For a more immersive and interactive cultural experience in Nha Trang, check out the Truong Son Craft Village, a large compound with several pavilions and gardens that showcase local traditional crafts. In the music hall guests are to a live musical performance featuring some traditional and classic instruments, many of which are made from bamboo and wood.
Adjacent to the show area is a space displaying other traditional instruments. It is interesting to note that the guitar is a big part of Vietnamese music culture, most likely introduced by the French.
In a separate pavilion, you can find numerous artisans working on their projects. The guitar-maker was there on the day we visited, expertly piecing together a new guitar. There were also “sand painters”, folks who create beautiful art in jars and containers using coloured sand.
There were a few fishing net weavers too, as well as rattan weavers, who make chairs and the iconic Vietnamese conical hats that are still worn daily, usually by those who work in the fields, and fishermen. Being a coastal city, fishery in Nha Trang and Cam Ranh are important industries.
The village has a garden filled with sunflowers and other colourful flowers that you can walk through to look for sculptures and statues of the 12 Chinese zodiac characters. These are either made from stone, marble or rattan.
Look out for the 10 “record- breaking” unique artworks produced by the artisans at Truong Son that are officially recognised by the Vietnam Records Association. Some of the artworks include two large-sized sand paintings, a collection of four double-sided maps of Vietnam made from snail shells, rattan seeds, coconuts and gourds, and the Ngoc Lu bronze drum.
Nguyen tells us that you may also be able to try some local cuisine at the village, but you would probably need to ask your tour guide to arrange for that separately.

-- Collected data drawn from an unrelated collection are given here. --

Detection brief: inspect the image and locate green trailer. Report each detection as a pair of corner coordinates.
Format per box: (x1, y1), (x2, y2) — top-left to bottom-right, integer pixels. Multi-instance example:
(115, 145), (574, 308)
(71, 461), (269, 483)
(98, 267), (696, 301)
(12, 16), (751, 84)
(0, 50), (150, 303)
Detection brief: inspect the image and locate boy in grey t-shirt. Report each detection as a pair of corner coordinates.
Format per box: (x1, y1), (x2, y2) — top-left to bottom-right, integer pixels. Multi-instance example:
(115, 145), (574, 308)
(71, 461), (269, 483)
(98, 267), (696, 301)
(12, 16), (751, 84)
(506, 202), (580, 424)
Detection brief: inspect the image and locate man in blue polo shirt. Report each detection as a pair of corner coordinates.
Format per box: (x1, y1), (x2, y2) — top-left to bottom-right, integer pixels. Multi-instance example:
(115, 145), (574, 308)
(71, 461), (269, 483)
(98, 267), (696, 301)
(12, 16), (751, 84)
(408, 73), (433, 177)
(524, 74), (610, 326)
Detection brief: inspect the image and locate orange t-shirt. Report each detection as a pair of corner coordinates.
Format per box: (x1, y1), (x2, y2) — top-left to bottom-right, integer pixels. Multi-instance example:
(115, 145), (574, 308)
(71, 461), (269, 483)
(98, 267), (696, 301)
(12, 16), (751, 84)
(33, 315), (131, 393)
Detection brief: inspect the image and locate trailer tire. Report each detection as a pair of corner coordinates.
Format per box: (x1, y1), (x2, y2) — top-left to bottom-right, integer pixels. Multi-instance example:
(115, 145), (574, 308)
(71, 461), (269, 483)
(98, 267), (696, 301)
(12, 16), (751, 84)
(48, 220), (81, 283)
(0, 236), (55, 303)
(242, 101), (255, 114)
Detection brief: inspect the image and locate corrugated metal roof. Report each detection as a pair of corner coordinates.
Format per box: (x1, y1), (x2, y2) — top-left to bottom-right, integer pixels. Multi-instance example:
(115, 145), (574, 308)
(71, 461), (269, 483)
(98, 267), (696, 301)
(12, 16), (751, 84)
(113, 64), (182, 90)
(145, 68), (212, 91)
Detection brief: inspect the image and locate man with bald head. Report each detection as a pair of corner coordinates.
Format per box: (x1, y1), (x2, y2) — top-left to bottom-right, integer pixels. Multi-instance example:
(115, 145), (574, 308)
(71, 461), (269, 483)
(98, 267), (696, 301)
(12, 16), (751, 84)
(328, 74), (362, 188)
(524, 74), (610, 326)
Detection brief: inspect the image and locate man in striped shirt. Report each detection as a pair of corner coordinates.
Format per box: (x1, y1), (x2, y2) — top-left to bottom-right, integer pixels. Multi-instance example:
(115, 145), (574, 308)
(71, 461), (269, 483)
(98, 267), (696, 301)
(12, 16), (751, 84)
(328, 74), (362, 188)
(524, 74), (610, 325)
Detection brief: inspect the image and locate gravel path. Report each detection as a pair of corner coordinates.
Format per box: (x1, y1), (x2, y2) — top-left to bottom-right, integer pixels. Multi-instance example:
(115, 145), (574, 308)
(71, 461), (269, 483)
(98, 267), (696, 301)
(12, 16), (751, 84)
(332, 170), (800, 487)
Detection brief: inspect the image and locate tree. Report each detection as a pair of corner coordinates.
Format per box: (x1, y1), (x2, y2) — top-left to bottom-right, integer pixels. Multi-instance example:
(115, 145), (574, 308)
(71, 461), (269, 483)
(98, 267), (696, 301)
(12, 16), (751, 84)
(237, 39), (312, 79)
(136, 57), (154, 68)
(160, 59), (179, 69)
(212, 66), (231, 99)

To end your cultural tour of Nha Trang, fill your belly with some authentic Vietnamese cuisine at Nha Trang Xua. It is located in a villa in a more rustic part of the city, surrounded by a padi field and a lotus pond. The restaurant has a showroom of sorts that displays what a typical Vietnamese household in the village used to look like back in the day, complete with old furniture, dinnerware and more.
“This is not a ‘tourist-only’ restaurant; many locals come here to celebrate special occasions,” Nguyen says, pointing to other tables filled with local diners.
If you’re looking to try more local dishes but don’t really want to venture out of your hotel, just dine in. At Alma’s international breakfast spot, for example, a variety of local dishes are available each day. It was pretty surprising to find a Vietnamese pork leg stew as a breakfast item, but hey, as the saying goes, when in Rome, do as the locals do!
How to get there: AirAsia is the only local airline that flies (direct) to Cam Ranh from Kuala Lumpur, with Vietnam Airlines as your only other option. However, Vietnam Airlines has at least one stopover, most likely in Ho Chi Minh City.
Best time to visit: Cam Ranh enjoys moderate weather year-round, but the best time would be during the dry season from January to August. If that’s too warm for you, then you can also visit during the off-peak seasons, where there are some chances of rainfall.
Where to stay: Stay in Cam Ranh, where five-star properties like Alma Resort are aplenty, or head to Nha Trang where there are more options to fit all budgets.